Including press releases as a part of your marketing campaign is a great way to gain, in most cases, free exposure. Writing and submitting them on a regular basis is the perfect way to keep your company’s products and/or services in the minds of your customers. It reminds them that you’re still there, ready to give them what they’re looking for.

Vera Raposo

Vera Raposo has been an entrepreneur since age 22, owning 5 retail store locations.
In 2007, she closed and sold all locations to pursue her online business.Now she's living out an entrepreneurs dream having successfully turned business into a venture that's completely online.

You can reach her at veraATclickcreateshare.com.

Comments

  1. Thanks for your step by step info on press releases, and the web addresses.

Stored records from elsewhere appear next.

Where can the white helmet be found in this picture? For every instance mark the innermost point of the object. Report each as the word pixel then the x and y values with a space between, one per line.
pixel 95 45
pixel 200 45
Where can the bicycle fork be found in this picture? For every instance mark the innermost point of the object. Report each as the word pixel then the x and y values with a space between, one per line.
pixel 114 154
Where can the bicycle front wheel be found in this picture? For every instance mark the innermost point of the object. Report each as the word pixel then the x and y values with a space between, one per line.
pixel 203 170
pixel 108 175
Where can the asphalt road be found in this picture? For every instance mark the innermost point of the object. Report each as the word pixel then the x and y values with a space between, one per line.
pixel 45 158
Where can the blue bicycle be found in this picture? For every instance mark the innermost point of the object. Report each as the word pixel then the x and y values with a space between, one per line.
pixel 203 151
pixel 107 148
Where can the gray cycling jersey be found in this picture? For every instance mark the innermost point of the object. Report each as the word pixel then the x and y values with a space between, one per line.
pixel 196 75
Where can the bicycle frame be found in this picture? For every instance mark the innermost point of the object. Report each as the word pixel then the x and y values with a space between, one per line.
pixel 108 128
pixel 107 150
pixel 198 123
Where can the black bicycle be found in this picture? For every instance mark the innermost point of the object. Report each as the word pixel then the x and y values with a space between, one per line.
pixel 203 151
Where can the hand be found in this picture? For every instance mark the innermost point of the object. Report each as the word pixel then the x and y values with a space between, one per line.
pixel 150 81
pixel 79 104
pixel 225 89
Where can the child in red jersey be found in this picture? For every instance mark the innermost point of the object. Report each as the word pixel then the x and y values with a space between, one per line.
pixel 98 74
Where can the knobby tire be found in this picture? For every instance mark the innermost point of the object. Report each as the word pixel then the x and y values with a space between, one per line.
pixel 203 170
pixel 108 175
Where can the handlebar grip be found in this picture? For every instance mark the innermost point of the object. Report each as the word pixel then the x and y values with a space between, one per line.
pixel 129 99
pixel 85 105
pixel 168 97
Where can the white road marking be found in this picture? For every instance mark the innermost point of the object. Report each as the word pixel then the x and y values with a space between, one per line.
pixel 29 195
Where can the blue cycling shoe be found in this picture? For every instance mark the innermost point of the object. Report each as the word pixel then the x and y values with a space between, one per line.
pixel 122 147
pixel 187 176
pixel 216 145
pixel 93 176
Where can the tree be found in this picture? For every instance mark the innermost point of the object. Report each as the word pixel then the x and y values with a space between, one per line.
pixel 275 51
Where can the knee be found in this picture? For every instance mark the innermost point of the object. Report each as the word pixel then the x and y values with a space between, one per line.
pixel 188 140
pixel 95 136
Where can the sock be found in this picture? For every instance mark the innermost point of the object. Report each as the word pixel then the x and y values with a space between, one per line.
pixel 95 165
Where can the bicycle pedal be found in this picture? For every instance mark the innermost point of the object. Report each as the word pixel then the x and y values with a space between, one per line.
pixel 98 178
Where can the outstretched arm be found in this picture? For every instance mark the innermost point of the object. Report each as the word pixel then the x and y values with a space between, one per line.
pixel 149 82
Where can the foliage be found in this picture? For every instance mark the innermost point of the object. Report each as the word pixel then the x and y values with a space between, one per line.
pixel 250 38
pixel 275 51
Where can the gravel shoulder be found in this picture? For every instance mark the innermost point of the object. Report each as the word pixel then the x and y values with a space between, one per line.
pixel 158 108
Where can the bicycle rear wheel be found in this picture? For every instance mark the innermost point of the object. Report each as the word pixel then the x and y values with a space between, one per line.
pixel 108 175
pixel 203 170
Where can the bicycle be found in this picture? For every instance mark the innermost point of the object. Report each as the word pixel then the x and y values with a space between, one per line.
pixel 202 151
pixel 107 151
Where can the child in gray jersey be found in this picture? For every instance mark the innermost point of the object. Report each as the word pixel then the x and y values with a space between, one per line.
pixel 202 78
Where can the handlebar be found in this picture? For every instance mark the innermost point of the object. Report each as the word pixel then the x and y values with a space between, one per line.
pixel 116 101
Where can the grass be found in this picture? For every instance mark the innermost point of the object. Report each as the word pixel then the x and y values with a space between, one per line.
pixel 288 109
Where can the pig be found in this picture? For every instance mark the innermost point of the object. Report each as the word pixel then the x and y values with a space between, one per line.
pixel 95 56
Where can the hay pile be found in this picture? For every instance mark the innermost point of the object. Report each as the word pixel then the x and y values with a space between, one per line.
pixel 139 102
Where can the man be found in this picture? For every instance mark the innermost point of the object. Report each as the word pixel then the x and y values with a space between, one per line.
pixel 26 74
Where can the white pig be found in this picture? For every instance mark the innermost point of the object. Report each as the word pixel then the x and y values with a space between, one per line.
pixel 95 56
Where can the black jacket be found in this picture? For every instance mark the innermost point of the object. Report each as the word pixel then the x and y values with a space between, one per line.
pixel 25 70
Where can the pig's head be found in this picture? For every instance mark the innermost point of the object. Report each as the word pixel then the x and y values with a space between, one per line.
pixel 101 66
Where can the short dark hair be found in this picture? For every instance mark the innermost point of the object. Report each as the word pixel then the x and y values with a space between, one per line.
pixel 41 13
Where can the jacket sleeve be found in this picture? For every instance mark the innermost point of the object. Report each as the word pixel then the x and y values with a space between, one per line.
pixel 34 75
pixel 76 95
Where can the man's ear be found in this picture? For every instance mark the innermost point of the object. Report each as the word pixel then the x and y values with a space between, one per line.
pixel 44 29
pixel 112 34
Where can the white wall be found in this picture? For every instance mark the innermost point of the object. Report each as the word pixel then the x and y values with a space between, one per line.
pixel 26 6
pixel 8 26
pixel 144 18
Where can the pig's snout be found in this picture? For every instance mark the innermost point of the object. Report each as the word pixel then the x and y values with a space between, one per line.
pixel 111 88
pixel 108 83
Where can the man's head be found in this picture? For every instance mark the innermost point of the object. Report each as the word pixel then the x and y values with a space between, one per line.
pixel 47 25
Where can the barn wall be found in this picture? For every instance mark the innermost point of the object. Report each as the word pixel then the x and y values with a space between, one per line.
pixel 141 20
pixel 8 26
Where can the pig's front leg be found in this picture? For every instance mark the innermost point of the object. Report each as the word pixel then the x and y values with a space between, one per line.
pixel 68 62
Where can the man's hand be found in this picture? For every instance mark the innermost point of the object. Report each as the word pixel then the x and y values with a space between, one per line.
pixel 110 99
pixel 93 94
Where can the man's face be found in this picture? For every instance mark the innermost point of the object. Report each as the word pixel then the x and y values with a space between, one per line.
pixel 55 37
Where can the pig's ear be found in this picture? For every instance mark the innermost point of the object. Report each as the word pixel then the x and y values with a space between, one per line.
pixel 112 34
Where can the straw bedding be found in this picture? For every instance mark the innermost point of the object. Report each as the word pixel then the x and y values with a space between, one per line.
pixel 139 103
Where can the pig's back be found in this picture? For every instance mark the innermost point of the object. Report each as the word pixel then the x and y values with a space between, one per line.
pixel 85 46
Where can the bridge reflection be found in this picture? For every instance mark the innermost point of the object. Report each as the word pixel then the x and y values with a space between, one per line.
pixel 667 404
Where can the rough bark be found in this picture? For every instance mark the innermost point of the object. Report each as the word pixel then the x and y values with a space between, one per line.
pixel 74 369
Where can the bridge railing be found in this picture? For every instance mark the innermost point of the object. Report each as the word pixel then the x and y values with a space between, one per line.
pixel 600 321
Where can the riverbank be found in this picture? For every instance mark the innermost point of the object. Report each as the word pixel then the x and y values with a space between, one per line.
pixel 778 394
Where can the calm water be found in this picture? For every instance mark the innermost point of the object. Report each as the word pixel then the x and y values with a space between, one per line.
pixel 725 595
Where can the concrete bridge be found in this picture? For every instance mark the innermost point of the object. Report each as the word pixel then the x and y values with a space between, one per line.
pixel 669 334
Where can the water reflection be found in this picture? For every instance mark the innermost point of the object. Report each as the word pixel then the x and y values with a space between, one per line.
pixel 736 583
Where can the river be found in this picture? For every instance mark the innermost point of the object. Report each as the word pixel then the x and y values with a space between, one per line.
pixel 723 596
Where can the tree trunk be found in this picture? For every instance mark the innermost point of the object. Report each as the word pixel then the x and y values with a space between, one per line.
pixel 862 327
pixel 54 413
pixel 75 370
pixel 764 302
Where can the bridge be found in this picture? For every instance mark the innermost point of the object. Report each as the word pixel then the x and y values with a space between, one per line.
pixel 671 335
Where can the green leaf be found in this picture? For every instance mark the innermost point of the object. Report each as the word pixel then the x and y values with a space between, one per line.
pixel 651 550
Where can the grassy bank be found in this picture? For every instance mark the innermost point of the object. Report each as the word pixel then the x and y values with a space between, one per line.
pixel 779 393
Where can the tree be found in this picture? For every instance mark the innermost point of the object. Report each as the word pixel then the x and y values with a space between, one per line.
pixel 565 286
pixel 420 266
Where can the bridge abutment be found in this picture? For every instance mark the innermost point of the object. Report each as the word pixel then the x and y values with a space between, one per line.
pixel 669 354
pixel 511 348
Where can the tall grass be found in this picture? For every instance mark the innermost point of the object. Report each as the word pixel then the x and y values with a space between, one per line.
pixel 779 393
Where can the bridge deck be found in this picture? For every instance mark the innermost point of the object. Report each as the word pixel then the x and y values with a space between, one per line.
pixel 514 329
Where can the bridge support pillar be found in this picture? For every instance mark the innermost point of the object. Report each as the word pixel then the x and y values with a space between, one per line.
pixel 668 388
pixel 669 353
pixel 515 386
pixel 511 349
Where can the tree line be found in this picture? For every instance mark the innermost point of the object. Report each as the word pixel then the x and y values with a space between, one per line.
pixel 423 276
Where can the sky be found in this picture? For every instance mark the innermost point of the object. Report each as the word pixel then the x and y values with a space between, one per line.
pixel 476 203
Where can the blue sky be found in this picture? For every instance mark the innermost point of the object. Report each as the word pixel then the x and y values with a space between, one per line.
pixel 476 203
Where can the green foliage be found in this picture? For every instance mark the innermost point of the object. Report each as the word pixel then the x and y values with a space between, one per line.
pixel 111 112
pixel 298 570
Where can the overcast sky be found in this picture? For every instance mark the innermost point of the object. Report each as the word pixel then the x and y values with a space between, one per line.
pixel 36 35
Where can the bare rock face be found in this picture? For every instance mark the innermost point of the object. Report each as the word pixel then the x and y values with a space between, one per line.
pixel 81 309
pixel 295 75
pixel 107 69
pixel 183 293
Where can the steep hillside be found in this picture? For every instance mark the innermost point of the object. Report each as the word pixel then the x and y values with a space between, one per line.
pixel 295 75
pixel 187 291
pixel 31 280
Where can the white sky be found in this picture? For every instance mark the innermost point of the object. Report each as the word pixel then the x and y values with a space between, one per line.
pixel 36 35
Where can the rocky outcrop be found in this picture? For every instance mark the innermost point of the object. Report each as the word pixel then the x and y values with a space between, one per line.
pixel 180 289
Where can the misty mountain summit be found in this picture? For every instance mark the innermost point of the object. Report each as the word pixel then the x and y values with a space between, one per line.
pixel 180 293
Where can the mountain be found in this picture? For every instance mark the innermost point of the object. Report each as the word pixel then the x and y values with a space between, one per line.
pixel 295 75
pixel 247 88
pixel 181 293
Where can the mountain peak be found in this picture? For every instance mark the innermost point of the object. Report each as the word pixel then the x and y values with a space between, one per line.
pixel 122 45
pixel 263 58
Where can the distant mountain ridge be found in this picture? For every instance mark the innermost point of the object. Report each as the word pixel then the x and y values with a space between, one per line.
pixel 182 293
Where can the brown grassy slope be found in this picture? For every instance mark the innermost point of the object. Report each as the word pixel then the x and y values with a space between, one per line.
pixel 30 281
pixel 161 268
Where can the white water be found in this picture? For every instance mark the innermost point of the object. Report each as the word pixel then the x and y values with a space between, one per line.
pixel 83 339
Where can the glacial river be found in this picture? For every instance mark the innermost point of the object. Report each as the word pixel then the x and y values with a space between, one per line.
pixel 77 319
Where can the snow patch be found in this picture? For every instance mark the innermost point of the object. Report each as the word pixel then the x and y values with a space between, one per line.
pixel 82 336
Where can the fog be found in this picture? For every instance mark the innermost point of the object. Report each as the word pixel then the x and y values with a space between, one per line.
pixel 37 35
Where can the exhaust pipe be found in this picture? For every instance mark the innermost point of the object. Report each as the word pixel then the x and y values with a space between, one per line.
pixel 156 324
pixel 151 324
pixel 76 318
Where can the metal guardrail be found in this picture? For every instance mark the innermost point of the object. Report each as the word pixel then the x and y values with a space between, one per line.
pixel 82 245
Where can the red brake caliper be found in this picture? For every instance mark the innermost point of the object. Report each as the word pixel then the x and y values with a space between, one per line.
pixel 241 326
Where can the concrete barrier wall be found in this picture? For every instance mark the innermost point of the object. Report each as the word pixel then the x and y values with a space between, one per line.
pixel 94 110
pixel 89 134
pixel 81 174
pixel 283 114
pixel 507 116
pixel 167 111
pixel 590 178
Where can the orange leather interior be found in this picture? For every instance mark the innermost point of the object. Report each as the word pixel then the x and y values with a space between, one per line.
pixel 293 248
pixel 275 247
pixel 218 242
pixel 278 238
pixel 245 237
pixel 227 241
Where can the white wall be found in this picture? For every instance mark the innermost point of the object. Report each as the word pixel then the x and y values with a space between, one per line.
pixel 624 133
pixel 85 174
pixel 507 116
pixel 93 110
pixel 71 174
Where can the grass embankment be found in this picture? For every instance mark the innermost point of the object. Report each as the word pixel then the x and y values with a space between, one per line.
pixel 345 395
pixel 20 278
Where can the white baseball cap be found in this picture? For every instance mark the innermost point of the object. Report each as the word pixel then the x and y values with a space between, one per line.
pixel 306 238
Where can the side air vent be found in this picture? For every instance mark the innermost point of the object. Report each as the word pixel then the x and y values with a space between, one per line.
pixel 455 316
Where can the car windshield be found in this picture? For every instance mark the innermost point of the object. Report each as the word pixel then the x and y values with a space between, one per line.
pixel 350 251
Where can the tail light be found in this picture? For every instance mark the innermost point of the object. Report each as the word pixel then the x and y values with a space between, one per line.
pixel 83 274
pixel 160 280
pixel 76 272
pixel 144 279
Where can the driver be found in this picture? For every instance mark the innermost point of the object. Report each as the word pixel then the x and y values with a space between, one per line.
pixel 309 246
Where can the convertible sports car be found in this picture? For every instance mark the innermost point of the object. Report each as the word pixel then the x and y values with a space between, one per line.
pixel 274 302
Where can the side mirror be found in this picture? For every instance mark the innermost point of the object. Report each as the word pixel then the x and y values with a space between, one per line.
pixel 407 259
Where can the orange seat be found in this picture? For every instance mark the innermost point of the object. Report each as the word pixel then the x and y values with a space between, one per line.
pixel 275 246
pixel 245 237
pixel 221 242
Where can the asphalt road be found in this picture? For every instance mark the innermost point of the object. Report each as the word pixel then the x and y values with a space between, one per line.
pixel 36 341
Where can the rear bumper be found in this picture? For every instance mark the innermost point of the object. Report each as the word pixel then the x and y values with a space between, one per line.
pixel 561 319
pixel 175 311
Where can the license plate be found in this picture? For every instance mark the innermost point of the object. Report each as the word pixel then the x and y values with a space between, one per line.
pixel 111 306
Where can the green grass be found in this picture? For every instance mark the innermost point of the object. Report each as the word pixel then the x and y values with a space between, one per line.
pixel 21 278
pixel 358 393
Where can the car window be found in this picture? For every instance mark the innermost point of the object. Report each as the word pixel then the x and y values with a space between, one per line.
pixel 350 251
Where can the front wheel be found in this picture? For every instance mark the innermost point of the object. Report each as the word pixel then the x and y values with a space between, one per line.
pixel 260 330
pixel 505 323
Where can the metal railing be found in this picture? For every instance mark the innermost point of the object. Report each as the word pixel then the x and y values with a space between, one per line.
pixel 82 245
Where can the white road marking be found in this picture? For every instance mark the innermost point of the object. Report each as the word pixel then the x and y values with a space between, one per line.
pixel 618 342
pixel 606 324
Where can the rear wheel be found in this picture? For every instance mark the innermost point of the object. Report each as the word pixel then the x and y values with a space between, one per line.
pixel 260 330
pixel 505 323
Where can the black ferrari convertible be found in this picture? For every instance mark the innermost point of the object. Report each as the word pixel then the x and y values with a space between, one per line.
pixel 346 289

I always look forward to getting such good solid business direction when I visit SBB. Bravo Vera!

  2. Great article.

    The only thing I’d add is if you are time poor then using a professional writer gets a far greater return on marketing investment and time but you need to be selective in your writer. They tend to be distant enough from the business therefore more objective and like a new reader reading your article.

    In terms of performance we found a 10:1 difference when articles were professionally written by a writer who fully understood our market and the needs of their peers – publishers and other journalists. The key was a good clear marketing brief.

    If you use the article above to draft your brief for your writer you can then spend more time making sure the marketing message is what you want to say and more time on getting the message out there.

  3. Vera,

    An excellent tip on writing a press release. Thanks, Vera!

  4. Great list, I just find a few sites I did not know about to submit to.

  5. Hi Vera

    I’ve just submitted a professionally written release to nearly each of the websites listed – I’ll let you know the results and feedback.

  6. Karlla – No problem at all, I’ll be sure to provide more resources like this for everyone.

    Scott – Thanks for sharing these points, professional writers can use words better than most of us. Plus like you said, we can then spend more time getting our message out there instead of fretting over writing, I know for me I can take a long time with my writing.

    Noob – You are most welcome! There’s lots more to come. 🙂

    Step by Step – Glad you found some that you didn’t know about.

    Scott – Awesome! I look forward to hearing your results.

    Thanks everyone for sharing your thoughts on this!

  7. This is just what I was looking for. Thanks for the useful tips. 😉

  8. We submitted our carefully crafted Press Release to each service. This took a few hours.

    The following table represents the results so far from our mass Press Release Distribution exercise after 14 days

    Please see Maxys Blog Entry (couldn’t paste table here)
    http://www.maxys.com.au/98-FREE-Press-Release-Service-Comparison.html

    Observations:
    Want Clicks – pay.

    An interesting point: Some of these services automatically syndicate their content to other websites = more articles in Google/ search engines. We will run a further analysis later to see which sites this content comes from and the number of links and new customers these derivative sites bring in.

    Next steps

    We have some new announcements coming up in the next few weeks. I’ll then run this process again spreading the budget over a wider sample and look to include PRWEB and others in the analysis.